Our research explained to engineers (or brave economists)

Innovation takes place in a complex adaptive system. A multitude of agents interact with each other in a variety of ways and self-edict rules and norms that govern their behaviors. Agents in the ‘innovation system’ are individuals and institutions. Individuals include creative actors: scientists, engineers, inventors and entrepreneurs but also financial actors such as bankers and venture capitalists and political actors. Institutions include private companies such as startups and large companies, universities, public research organizations, governments and their agencies, and providers of funds. The innovation system is also multi-layered because innovation takes place on a local and global scale. It is also multi-faceted in the sense that there are many such systems around the world, each being adapted to the socio-economic conditions in which they evolve.

We seek to characterize the system by identifying causal patterns, that is, we go beyond correlation and identify actual levers of the system. We do so by using econometrics, which is a collection of statistical methods suited to the analysis of economic data. Much like researchers in some fields rely on spectrometric identification of organic compounds, we rely on econometric identification of economic relationships. The overarching objective of our research is to propose ways to fine-tune the system, or fix it if necessary. In essence, our task as economists is very similar to that of engineers.

Research at the IIPP chair is central to the knowledge economy. Innovation becomes ever more important to sustain the long-term growth of nations and takes place in an ever-more complex environment. It is therefore critical to have a sound understanding of the inner working of the innovation system and to propose ways to improve it. As we believe that our research matters to society, we devote special effort to sharing research findings with policymakers and all stakeholders in order to pull ourselves out of the ivory tower.

Our research is not constrained by any boundaries. We study both individual and institutional actors of the system. For instance, papers [1] and [2] study individuals (inventors and investors, respectively) whereas paper [3] studies a government agency, namely the patent office. We study both the micro and macro layers of the system, as well as the interaction between these layers. For instance, paper [4] takes a micro perspective, paper [5] takes a macro perspective, and paper [6] studies the micro impact of a macro phenomenon. We study individual systems but also compare systems with each other. Paper [7] studies one face of the system whereas paper [8] compares the many-faces of the system. Finally, we also contribute to the development of tools (paper [9]) and econometric techniques (paper [10]) to improve best practice in the field.

Our research explained to economists (or brave engineers)

The overarching objective of our research is to provide the policy environment that best addresses the needs of the knowledge economy. This objective is met by advancing knowledge in the field of evidence-based innovation policy and developing novel measurement methodologies for intangibles. Most of our efforts are focused on three areas: Intellectual Property Policy; Measurement of Intangibles; and Measurement of Scientific Productivity.

Intellectual Property (IP) Policy Two main topics are the optimal design of the IP system and the role of IP in the market for technology. As an illustration of the first topic, we are studying how fees affect the demand for IP protection.

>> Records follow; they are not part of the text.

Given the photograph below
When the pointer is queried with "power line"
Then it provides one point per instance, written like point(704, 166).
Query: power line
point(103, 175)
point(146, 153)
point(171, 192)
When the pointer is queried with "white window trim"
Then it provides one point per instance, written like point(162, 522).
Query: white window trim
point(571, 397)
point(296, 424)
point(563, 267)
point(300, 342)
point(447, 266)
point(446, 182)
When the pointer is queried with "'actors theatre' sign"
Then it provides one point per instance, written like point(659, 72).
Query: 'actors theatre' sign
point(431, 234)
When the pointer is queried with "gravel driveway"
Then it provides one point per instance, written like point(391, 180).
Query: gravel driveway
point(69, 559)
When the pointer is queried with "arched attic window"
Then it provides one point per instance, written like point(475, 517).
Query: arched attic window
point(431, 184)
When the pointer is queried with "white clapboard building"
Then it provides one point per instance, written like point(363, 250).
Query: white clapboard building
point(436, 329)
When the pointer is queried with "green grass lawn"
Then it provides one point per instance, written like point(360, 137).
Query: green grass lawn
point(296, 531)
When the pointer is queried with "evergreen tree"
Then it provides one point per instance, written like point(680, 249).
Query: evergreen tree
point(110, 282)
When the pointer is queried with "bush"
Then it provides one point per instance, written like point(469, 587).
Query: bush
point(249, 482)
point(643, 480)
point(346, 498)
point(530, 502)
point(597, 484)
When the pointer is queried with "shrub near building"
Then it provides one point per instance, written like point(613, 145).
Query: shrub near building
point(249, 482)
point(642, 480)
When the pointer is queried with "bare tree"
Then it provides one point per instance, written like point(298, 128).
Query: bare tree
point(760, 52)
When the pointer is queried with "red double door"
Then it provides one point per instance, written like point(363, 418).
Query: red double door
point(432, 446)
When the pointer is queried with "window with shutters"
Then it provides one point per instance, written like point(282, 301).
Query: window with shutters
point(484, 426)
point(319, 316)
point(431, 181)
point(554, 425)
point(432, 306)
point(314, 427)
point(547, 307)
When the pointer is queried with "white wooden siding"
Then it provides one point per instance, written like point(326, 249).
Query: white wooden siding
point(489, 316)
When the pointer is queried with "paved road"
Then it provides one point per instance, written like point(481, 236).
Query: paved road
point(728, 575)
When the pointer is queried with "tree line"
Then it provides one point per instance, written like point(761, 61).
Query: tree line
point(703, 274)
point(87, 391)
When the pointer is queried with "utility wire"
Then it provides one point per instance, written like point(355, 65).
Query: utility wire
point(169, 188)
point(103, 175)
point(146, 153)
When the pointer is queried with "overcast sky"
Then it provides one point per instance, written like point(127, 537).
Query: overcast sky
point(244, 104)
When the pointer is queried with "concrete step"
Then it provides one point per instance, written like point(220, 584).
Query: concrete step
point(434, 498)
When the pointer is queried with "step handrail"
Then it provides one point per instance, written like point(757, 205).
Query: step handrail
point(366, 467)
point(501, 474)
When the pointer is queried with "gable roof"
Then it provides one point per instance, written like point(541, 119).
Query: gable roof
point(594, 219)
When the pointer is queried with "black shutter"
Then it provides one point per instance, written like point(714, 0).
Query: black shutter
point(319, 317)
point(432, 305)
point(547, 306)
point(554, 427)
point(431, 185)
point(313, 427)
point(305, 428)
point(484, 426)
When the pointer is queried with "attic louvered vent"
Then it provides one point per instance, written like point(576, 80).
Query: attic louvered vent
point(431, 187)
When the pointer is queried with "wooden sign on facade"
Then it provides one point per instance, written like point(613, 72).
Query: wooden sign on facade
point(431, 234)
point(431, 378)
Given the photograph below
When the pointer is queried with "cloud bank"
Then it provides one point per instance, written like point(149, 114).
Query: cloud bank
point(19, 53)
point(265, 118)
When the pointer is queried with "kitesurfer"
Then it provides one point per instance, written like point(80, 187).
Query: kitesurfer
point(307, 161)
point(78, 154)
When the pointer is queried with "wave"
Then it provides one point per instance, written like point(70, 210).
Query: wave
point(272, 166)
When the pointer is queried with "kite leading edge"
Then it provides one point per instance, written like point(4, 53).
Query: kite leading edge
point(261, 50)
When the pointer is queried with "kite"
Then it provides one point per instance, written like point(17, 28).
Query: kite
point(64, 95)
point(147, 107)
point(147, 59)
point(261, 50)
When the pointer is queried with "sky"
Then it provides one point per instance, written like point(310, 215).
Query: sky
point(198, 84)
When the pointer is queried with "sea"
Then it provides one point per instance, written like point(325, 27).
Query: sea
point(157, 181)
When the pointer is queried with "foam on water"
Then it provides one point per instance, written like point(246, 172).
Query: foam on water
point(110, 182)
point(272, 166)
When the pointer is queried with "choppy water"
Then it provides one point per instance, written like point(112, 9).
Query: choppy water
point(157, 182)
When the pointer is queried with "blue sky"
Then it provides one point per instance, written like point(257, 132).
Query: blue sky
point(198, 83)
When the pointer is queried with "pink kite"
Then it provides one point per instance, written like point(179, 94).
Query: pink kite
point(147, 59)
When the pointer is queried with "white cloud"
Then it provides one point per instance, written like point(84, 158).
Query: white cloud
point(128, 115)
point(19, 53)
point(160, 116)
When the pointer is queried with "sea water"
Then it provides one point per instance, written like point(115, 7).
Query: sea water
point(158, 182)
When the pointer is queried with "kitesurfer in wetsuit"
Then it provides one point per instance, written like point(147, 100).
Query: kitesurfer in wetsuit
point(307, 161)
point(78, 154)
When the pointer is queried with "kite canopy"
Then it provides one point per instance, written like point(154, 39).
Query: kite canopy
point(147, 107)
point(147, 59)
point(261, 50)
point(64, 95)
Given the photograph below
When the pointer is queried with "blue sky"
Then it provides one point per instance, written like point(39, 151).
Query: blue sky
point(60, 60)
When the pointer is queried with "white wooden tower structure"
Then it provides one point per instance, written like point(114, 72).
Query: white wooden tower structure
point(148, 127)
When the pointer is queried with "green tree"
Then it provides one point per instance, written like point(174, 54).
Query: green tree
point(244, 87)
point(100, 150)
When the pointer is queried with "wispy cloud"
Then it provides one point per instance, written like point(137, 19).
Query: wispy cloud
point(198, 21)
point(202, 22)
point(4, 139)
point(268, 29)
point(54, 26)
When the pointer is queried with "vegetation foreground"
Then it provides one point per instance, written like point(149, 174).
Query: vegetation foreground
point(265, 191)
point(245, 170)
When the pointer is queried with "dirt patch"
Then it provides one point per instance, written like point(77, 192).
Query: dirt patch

We have produced world-first estimates of the price elasticity of demand for patents [A, B, C] and have showed that patent fees can be used to filter out low-quality patent applications [D]. Current work focuses on understanding how the structure of fees affects the backlog at patent offices [E]. The second topic seeks to advance knowledge on the effect of IP in the market for technology [F, G] and in particular on SME and startup financing [G, H]. For example we have shown in [H] that the collateralization of patents facilitates startups’ access to venture debt loans.

Measurement of Intangibles As developed countries move into the knowledge economy, it becomes important to measure its components in a scientifically rigorous way. We have focused our efforts on issues related to the measurement of innovation activities and to the measurement of higher education systems. Regarding the first topic, we seek to improve the measurement of innovation with patent data [I, J, K]. For example, we have proposed in [K] a novel patent-based indicator that is made freely available. Current work focuses on trademark data. Regarding the second topic, we have suggested a series of measures for benchmarking higher education systems [L, M] with a view of helping governments share best practices amongst themselves.

Measurement of Scientific Productivity The increased competitiveness of allocation of research funds calls for an improved understanding of the productivity of scientists. This new line of research seeks to move beyond traditional bibliometric indicators and propose radically new ways of thinking about productivity. In particular, we aim to better grasp scientists’ contribution to knowledge and measure the ‘real impact’ of science.